De entre todas las voces críticas que han advertido sobre los efectos perversos del consumo televisivo destaca la del filósofo italiano Giovanni Sartori, quien en 1997 publicó Homo videns. La sociedad teledirigida. Sartori lanzó entonces su hipótesis de que el homo sapiens se encontraba en un momento de mutación hacia el homo videns, a consecuencia del predominio de la imagen en la era del video-ver. Las reacciones furibundas de los teleadictos y empresarios no se hicieron esperar, pero ninguna de ellas fue capaz de desmontar los argumentos de Sartori, quien señaló la capacidad de la televisión para destruir más saber y entendimiento de aquel que dice transmitir. Frente a los beneficios que su invención pudo haber traído a la sociedad, la realidad ha mostrado que la televisión, en su actual modelo, ha empobrecido el entendimiento al dañar las capacidades simbólicas propias del lenguaje escrito. Con sus imágenes, la televisión anula conceptos y atrofia las habilidades de abstracción propias del sapiens, quien deja de ser, nos dice Sartori, un animal simbólico para convertirse en telespectador, es decir, en un animal vidente.
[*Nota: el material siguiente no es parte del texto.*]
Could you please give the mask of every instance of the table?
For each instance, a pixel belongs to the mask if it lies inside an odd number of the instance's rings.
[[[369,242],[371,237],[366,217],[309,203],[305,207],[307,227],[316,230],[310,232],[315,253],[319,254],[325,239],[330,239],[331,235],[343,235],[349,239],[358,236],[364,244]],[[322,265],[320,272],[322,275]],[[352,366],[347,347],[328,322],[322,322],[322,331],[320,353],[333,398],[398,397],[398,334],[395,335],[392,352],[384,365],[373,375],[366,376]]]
Sin embargo, el problema más grave surgió cuando la televisión, además de haberse convertido en un vehículo de dominación mercantil, se erigió en instrumento esencial de la dominación política gracias a su fuerza extremadamente eficaz de manipulación y mentira. Un caso paradigmático lo encontramos en el grueso de los actuales televidentes mexicanos: podemos rastrear la causa de su pobre formación ciudadana en su alto consumo televisivo, que ronda en promedio las seis horas al día. Durante ese tiempo los televidentes, aislados frente a las pantallas, reducen al mínimo su interacción doméstica y quedan expuestos a todo tipo de estímulos visuales dirigidos a excitar sus sentidos, agitar sus emociones, despertar sus apetitos o construir afinidades artificiales. Con ello debilitan su capacidad de gestionar la vida en sociedad y sus posibilidades de afrontar racionalmente los problemas colectivos. De esta forma, además de ser la responsable de la educación sentimental del mexicano promedio, la televisión ha sido factor clave de desinformación e inducción de la opinión pública, ralentizando eficientemente el proceso por construir democracia y justicia verdaderas. El culmen de esa dominación videopolítica lo estamos padeciendo justo ahora con Peña Nieto.

Es cierto: la videopolítica es un fenómeno global, mas sus efectos perversos son especialmente graves en países como México, con corrupción galopante y una concentración de recursos televisivos en pocas manos, factores que hacen de la telecracia un metapoder. También es cierto que la televisión llegó a la humanidad para quedarse, y que en todo caso estamos ante el dilema de cómo reconfigurar sus usos y funciones para no acabar aplastados por este prodigioso invento. En las últimas décadas la televisión ha hecho posible, por ejemplo, el milagro de que miles de millones de seres humanos puedan compartir la misma telebasura, la misma desinformación, los mismos referentes, las mismas imágenes, etcétera. De ello está perfectamente consciente el actual tele-régimen priísta, que desde el año pasado comenzó la repartición gratuita de 13 millones 800 mil televisores digitales a los beneficiarios de los diversos programas sociales, acción que muestra la idea que Peña Nieto tiene del bien común.

Sartori calculó que en 1992 existían en el mundo mil millones de aparatos receptores de televisión, con una cobertura de casi 100 por ciento de las casas-habitación del mundo. En México es difícil calcular su cantidad: existen familias de todo tipo que cuentan en sus hogares hasta con cinco aparatos. Como afirma Tomás Mojarro, la televisión es el medio más poderoso de condicionamiento de masas. Necesitamos, por tanto, una urgente cruzada contra el nuevo opio del pueblo, un movimiento pacífico para rehabilitar a los teleadictos, un boicot serio y efectivo hacia el consumo televisivo. Sin ello la sociedad no estará en condiciones de repensar la televisión y utilizarla a su favor. Mientras no logremos eso nuestro futuro, como afirmó Octavio Paz, seguirá como una sombría interrogación.